Tuesday, April 15, 2014

ValYou

Values?

Core values.  Succumbing to my research need, I thought it might be prescient to learn more about how our species values...values.  Apparently, I haven't broached the topic with myself much...I came up empty handed other than the pat responses.  Truth.  Respect.  Courage.

I found a lady who had written hers down and I suspect she knows they'll be copied.  What else is the internet for except to provide fodder for copiers like me?  And so, Claire Hodgson has a list and I'll start from there:

  • Security
  • Positive/fulfilling relationships with friends and family
  • Contentment 
  • Peace 
  • Fun  
  • Laughter 
  • Loyalty
  • Financial freedom 
  • Passion
  • Simplicity 


I agree with her when it comes to Security.  Each day I wake up wondering if I can maintain my life as it is currently...my game plan for catastrophe is incomplete, thus "to live" this value of security, I have to face some unpleasant facts regarding health.  To be continued....

Positive/fulfilling relationships with my family and friends is value met with fruition.  I am content.

Contentment is a fluid concept in my life...I'm content until I'm bored and then I become inspired to shake apart the guise of contentment and move on to Excitement.  

Fun in life for me equals discovery and that value keeps me waking up daily with hope.

Laughter is my second breath.  It and carbon dioxide are twinsies in my world! ;-)

Loyalty has always been steadfast in my life.  Without it, I could not have been married so long nor could I have successfully reared two children...I am loyal to their beings before my own.  Mother sacrifice!  haha  May cause them a guilt trip!  ha ha

Financial freedom must be researched and dissected so that I can maintain a sense of the first value, security.

Passion...to be considered....

Simplicity is valid only to the extent that minimalism can be explored for its own eccentricities.


These are Claire's core values.  Many of them ring true for me and they provide a jumping off point...hopefully, it's not over a cliff of insecurity!  hah

Monday, April 14, 2014

Change

Feeling the aura of change in my life yet AGAIN takes up too much of my grey matter.  My brain pummels itself in hopes to find contentment with change...it will not happen.  There is little to feel contented about and yet, all of it is awash in excitement.

Although they tried, no one could convince me that I would go through many phases of acceptance when it came to divorce.  For my own sanity, I convinced myself that the first six months of 2012 were part and parcel of my angst.

I wanted to begin and end the "project" of divorce in six months and move on with my life.  Would that I could put all those individuals in a room so that I could acclaim, "You told me so!!  You were right!!"
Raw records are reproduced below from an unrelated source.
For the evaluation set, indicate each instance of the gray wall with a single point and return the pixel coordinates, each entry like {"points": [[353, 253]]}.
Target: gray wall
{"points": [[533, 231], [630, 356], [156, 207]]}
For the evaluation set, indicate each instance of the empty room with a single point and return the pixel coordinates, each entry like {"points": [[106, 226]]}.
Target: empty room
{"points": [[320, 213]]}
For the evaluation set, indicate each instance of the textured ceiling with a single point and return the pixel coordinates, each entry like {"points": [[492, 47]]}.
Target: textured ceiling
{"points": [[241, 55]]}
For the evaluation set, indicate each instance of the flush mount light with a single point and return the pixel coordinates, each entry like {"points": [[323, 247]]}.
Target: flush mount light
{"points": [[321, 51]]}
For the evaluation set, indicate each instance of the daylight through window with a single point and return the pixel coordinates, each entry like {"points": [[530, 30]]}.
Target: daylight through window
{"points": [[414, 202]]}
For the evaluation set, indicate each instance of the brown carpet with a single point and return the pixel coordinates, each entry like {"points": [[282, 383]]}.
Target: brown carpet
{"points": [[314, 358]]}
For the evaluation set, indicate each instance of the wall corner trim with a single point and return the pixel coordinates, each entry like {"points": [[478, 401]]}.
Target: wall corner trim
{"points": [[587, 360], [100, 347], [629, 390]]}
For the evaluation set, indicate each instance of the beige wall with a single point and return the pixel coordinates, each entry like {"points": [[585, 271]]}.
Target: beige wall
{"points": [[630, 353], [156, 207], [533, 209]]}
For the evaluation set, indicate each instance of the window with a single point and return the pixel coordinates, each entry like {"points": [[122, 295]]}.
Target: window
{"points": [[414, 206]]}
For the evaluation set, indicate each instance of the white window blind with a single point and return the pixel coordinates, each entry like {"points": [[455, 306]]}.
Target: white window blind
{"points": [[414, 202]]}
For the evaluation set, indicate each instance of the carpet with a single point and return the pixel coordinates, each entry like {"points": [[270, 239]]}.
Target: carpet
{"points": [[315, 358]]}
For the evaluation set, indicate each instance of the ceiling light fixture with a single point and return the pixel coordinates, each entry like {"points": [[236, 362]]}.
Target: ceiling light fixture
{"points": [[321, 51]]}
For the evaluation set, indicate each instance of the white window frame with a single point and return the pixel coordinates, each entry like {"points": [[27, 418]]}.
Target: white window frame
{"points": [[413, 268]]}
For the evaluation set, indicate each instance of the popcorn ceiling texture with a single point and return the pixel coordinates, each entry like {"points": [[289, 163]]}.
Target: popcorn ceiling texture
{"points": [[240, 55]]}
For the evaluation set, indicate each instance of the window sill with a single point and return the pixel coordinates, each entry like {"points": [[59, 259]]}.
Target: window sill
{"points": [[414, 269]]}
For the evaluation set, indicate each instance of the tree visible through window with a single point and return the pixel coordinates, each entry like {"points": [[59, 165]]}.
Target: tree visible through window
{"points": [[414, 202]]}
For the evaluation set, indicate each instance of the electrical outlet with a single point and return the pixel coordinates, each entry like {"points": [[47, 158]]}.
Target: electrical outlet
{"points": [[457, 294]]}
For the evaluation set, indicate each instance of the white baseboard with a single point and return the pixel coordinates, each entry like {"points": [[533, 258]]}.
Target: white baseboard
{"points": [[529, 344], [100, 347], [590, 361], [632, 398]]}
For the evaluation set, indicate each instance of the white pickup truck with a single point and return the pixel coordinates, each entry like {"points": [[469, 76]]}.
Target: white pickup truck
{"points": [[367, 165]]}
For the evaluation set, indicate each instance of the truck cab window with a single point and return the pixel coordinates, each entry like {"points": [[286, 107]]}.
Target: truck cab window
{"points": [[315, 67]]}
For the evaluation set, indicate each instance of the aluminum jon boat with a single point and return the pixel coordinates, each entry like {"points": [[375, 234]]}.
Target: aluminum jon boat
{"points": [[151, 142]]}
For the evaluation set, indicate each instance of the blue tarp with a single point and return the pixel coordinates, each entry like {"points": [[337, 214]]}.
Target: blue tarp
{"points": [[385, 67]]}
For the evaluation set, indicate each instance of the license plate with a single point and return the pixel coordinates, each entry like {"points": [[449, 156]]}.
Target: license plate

Acceptance of life after divorce as a roller coaster ride is upon me...I am holding on tight to the car and yet the ups and downs remind me that I'm just one bump away from catastrophe.  Alone.  Alone.  And all alone....
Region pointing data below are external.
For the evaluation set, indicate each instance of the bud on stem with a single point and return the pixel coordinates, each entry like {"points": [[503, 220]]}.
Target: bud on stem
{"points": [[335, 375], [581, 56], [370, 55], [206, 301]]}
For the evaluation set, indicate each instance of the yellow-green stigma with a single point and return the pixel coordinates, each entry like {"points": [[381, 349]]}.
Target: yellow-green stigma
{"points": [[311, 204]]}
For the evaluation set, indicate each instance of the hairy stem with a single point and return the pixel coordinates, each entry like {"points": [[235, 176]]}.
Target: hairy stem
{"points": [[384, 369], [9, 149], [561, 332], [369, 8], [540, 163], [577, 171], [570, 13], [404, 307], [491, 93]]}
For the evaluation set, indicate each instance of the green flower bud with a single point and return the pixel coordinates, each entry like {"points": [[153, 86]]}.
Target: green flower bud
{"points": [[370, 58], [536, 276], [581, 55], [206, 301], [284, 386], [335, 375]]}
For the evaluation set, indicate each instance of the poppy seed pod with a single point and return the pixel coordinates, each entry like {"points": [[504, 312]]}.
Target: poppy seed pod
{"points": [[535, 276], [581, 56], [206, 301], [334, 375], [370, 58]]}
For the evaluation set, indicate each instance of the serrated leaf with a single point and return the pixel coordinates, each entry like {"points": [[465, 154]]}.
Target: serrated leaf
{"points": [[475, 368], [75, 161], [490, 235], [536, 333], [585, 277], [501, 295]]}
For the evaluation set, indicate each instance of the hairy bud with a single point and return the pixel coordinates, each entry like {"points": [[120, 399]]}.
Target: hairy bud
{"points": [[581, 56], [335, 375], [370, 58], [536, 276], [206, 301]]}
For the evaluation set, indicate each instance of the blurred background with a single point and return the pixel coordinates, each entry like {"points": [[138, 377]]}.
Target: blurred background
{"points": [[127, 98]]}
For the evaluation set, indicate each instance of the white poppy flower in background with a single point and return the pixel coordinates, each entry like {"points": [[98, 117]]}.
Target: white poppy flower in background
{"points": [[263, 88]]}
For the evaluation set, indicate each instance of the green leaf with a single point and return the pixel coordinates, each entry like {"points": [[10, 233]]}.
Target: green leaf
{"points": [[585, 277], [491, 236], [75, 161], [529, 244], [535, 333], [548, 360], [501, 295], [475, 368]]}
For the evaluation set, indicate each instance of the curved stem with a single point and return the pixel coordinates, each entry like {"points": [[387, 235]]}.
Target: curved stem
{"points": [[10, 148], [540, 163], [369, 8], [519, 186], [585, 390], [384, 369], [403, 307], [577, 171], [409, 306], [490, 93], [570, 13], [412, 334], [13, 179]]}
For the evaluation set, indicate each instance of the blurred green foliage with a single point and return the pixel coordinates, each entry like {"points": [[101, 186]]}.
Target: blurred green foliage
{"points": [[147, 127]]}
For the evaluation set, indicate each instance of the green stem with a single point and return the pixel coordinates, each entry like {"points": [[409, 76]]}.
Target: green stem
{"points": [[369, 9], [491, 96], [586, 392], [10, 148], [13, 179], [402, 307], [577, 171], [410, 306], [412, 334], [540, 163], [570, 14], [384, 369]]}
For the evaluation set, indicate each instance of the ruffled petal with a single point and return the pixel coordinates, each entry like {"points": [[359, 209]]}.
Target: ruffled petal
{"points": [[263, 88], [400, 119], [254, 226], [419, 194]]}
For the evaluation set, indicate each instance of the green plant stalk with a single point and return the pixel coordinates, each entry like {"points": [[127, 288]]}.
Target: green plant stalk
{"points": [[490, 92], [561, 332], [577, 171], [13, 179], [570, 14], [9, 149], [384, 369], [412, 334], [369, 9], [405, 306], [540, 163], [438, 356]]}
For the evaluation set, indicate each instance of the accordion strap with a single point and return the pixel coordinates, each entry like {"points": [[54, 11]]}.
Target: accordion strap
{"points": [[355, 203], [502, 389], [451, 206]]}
It's also thrilling to crest the next rise and see a beautiful vista that I've never even imagined and just as a roller coast bursts into speed downhill, so too do I hurtle into that unknown vista.
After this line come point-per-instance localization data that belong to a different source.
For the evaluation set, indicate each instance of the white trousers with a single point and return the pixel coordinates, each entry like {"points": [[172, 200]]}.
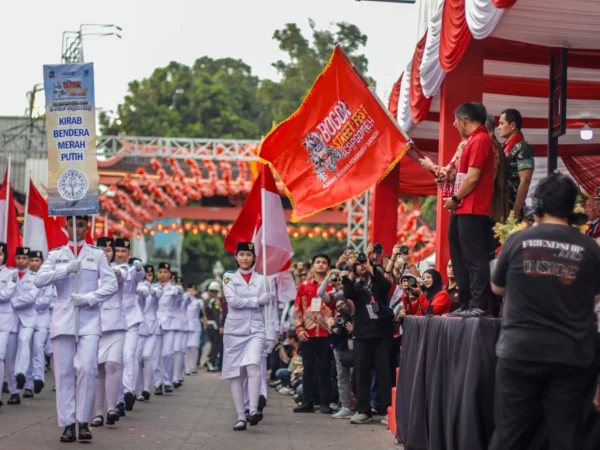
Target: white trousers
{"points": [[23, 358], [75, 369], [9, 362], [38, 359], [130, 363], [156, 357], [168, 361]]}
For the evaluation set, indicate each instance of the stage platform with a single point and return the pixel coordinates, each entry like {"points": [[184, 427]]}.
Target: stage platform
{"points": [[445, 389]]}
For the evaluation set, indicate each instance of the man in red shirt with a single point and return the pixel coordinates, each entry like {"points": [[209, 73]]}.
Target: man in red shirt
{"points": [[470, 224], [311, 315]]}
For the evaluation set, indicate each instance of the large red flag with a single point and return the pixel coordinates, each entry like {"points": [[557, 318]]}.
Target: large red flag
{"points": [[270, 230], [13, 237], [338, 144]]}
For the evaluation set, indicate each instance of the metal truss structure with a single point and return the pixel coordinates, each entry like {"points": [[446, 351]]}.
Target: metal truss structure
{"points": [[33, 143]]}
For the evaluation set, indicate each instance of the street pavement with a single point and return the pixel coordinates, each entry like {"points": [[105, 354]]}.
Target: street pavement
{"points": [[199, 415]]}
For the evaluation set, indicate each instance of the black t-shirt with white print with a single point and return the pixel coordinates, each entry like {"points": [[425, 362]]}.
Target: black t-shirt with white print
{"points": [[551, 274]]}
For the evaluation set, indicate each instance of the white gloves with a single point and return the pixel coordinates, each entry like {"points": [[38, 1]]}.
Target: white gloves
{"points": [[264, 299], [119, 274], [74, 266], [270, 346], [79, 300], [143, 289]]}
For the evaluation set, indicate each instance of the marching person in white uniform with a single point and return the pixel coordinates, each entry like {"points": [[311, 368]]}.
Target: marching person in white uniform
{"points": [[251, 327], [167, 315], [110, 347], [36, 375], [8, 285], [19, 344], [180, 344], [193, 328], [75, 346], [133, 318], [153, 343]]}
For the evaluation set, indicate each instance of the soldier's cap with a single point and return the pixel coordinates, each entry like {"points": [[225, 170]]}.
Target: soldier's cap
{"points": [[123, 243], [105, 241], [23, 251], [244, 247], [78, 217]]}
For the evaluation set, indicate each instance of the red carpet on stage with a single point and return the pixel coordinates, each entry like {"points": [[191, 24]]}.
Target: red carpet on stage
{"points": [[445, 389]]}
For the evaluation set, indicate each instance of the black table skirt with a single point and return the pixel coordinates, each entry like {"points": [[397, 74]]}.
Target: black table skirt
{"points": [[445, 389]]}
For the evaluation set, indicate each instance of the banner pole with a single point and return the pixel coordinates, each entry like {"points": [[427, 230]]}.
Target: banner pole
{"points": [[75, 242], [7, 201], [26, 209]]}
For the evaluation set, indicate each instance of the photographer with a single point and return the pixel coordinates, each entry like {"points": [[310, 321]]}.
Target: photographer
{"points": [[373, 330], [341, 330], [433, 300]]}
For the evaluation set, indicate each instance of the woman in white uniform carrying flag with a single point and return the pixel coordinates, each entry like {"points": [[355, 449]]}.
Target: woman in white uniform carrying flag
{"points": [[246, 335]]}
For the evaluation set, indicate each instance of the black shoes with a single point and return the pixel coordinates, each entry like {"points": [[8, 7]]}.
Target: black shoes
{"points": [[262, 403], [98, 421], [38, 385], [111, 417], [129, 401], [84, 432], [240, 425], [20, 381], [254, 418], [305, 408], [325, 409], [69, 434]]}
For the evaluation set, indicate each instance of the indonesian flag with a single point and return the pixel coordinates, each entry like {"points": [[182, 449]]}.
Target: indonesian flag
{"points": [[42, 232], [337, 145], [263, 224], [13, 237]]}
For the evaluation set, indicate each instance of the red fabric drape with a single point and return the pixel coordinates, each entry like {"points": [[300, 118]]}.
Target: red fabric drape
{"points": [[455, 36], [395, 98], [585, 170], [502, 4], [419, 104]]}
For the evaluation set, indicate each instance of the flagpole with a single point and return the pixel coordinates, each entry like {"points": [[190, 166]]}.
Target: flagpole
{"points": [[76, 279], [26, 209], [7, 201]]}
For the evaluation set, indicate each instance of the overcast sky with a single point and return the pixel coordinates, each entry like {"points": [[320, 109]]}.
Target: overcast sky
{"points": [[157, 32]]}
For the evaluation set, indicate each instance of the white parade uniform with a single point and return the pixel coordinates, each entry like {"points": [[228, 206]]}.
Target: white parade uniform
{"points": [[133, 319], [19, 347], [193, 322], [76, 364], [8, 285], [167, 314], [245, 335]]}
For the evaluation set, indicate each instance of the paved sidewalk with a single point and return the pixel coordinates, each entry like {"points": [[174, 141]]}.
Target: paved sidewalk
{"points": [[197, 416]]}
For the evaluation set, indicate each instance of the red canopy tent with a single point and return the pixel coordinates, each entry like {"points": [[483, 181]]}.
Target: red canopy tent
{"points": [[497, 52]]}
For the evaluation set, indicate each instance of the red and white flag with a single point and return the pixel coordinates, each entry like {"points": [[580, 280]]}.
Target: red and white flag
{"points": [[9, 227], [41, 231], [262, 222]]}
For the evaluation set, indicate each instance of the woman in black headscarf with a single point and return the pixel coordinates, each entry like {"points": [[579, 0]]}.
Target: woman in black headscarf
{"points": [[432, 299]]}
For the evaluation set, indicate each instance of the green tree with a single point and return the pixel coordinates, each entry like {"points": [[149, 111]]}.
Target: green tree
{"points": [[212, 99], [306, 59]]}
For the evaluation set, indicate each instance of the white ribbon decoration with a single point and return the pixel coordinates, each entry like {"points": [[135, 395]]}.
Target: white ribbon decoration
{"points": [[482, 17]]}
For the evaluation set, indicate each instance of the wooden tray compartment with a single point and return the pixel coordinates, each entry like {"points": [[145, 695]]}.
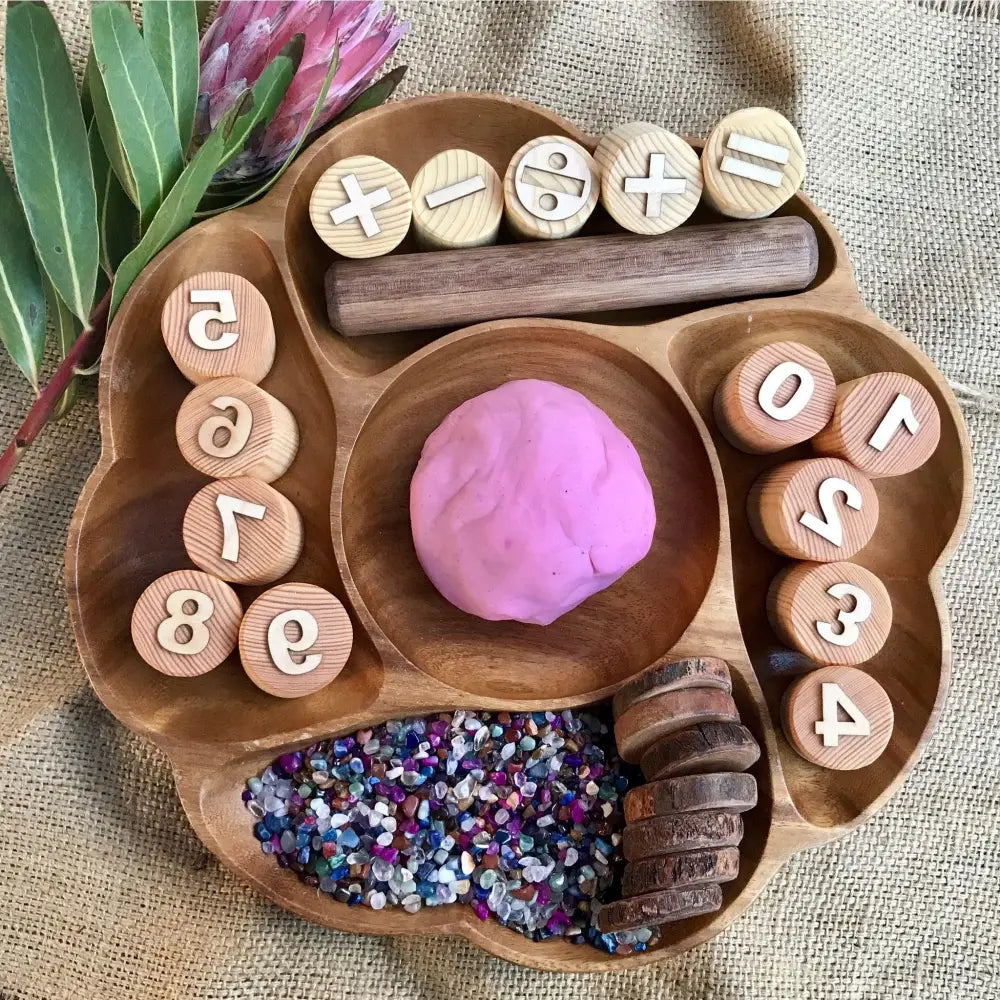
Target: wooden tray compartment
{"points": [[366, 405]]}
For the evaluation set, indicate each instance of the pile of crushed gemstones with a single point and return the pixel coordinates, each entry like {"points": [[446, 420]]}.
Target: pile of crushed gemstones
{"points": [[517, 815]]}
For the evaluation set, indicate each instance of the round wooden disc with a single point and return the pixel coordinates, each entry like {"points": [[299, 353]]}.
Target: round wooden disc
{"points": [[550, 192], [249, 354], [657, 908], [850, 628], [268, 546], [868, 429], [206, 626], [675, 871], [742, 197], [712, 746], [639, 155], [379, 198], [802, 709], [681, 832], [743, 394], [695, 671], [652, 718], [229, 413], [334, 639], [782, 497], [726, 791], [457, 201]]}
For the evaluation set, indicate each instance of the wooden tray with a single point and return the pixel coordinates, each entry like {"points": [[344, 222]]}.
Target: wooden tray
{"points": [[365, 407]]}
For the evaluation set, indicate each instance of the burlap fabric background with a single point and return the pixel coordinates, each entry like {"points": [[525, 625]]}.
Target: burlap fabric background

It's the perfect time to embrace change and yet, I cringe again as I embark upon it.  I will move by myself to another geographic arena...no husband, no children, and supported only by my friends who are enlisted to become my new family.  I face my family's questions of "Why move?  Is it safe?  Don't you hate change?  Who do you know?  Who will be near to help you?"

They live in another state...both in distance and in mind...they have yet to realize that I'm alone now.  The children will both be gone to their futures in August and so, too must I have go to my future.


So still the statue of motherhood,
So quiet our resilience,
We cannot alter ourselves without comment,
We cannot move from the pedestal....

Yet life moves around us and we're changed,
Away from our progeny,
Awaiting their return,
And our visage is altered by life's hand regardless.

As we are alone with it,
Our life as mother without a brood,
An aging nonetheless beautiful
And nonetheless changed.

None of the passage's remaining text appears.